Sprecher:   Mit schwerem und betrübtem Herzen stieg der alte Pastor an diesem Sonntag auf seine Kanzel, und mit Tränen schloss er seine Predigt. Wie sehr wünschte er, dass er doch seine Arbeit niederlegen und unter den Bäumen des alten Friedhofs ruhen könnte. Er hatte das Bedürfnis nach einer stillen Stunde. Als alle gegangen waren blieb er allein zurück.
Die Kirche war ihm lieb und heilig, schon von Jugend auf war sie seine geistliche Heimat gewesen. Er hatte dort viele Gebete zu Gott empor gesandt, und nun hatte er hören müssen, dass seine Arbeit nicht gesegnet und nicht erwünscht sei.
Doch da war noch jemand in der Kirche. Der Junge hatte seinen alten Seelsorger beobachtet und ging nun auf ihn zu.

Robert:   Guten Tag Herr Pastor.

Pastor:   Bist du es Robert?

Robert:   Ja, ich möchte sie etwas fragen, Herr Pastor.

Pastor:   Na, komm her und setz dich erst.

Robert:   Herr Pastor, glauben sie, dass ich ein Prediger werden könnte, wenn ich willig bin, hart zu arbeiten, um eine Ausbildung zu erhalten? Ein Prediger oder vielleicht ein Missionar?

Sprecher:   Eine Zeitlang herrschte tiefe Stille im kleinen Gotteshaus. Die Augen des alten Pastors füllten sich mit Tränen.

Pastor:   Robert, deine Worte sind Balsam für mein wundes Herz. Ich sehe nun die göttliche Hand in meinem Dienst. Gott segne dich, mein Junge! Ja ich glaube, dass du ein Prediger wirst.

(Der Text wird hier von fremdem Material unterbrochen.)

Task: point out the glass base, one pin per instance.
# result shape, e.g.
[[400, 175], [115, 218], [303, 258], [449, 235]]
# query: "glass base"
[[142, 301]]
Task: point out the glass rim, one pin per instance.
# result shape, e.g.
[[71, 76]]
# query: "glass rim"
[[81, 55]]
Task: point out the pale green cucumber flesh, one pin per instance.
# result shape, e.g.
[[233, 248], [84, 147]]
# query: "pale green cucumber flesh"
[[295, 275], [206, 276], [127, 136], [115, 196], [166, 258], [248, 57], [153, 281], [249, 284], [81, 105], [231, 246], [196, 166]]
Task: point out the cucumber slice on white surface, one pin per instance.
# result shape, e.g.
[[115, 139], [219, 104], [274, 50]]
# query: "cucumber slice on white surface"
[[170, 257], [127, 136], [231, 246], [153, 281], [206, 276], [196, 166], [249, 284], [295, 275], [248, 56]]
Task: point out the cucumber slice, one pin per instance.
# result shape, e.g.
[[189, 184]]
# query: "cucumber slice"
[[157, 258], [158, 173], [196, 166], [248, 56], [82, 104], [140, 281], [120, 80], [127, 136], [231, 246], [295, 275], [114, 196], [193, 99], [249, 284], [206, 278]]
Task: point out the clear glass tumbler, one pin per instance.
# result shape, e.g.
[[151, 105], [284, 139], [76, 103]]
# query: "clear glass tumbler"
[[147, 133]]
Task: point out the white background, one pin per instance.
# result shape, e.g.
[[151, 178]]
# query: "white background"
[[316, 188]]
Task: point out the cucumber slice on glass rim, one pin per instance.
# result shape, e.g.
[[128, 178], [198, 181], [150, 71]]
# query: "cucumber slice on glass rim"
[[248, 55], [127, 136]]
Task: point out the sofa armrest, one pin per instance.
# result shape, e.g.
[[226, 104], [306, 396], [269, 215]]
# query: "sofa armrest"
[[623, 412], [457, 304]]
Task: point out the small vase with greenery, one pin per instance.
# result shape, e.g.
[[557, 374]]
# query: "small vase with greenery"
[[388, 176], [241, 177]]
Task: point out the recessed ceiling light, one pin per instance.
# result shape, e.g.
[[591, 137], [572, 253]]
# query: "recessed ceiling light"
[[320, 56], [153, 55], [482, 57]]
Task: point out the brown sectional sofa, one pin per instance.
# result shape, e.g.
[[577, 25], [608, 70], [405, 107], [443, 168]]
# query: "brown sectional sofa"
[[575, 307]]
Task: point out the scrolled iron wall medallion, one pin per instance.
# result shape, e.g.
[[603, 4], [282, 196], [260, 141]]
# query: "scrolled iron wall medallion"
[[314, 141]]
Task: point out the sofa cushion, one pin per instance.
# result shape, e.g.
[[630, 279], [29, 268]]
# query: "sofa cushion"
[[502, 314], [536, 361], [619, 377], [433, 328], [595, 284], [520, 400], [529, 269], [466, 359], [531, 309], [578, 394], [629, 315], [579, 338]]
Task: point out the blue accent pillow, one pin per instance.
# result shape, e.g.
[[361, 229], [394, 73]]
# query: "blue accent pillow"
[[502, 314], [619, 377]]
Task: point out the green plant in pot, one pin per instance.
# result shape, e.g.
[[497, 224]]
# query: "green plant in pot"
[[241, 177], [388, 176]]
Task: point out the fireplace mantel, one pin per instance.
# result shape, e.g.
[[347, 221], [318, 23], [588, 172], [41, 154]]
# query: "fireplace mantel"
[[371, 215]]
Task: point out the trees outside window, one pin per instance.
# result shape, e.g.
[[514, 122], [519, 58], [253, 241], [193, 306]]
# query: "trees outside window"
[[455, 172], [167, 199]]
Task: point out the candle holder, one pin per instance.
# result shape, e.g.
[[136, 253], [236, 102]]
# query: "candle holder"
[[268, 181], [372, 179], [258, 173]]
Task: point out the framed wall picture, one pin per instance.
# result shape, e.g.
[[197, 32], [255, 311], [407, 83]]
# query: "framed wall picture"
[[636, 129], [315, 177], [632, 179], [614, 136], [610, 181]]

Sprecher:   Viele Jahre später kehrt ein Missionar von Afrika nach London zurück. Es war Robert Moffat. Er hatte das Evangelium den wildesten Häuptlingen und ihren Stämmen gebracht und die Bibel in ihre Sprache übersetzt. Der alte Pastor lebte schon lange nicht mehr, doch die Frucht seiner Arbeit konnte man immer noch sehen.

Folgende Anwendung wäre auf einer Hochzeit angebracht:

Sprecher:   Liebes Brautpaar, wir wünschen euch, dass ihr euch in eurem Dienst Gott gegenüber nicht entmutigen lasst, denn die Frucht Eures Wirkens wird nicht ausbleiben.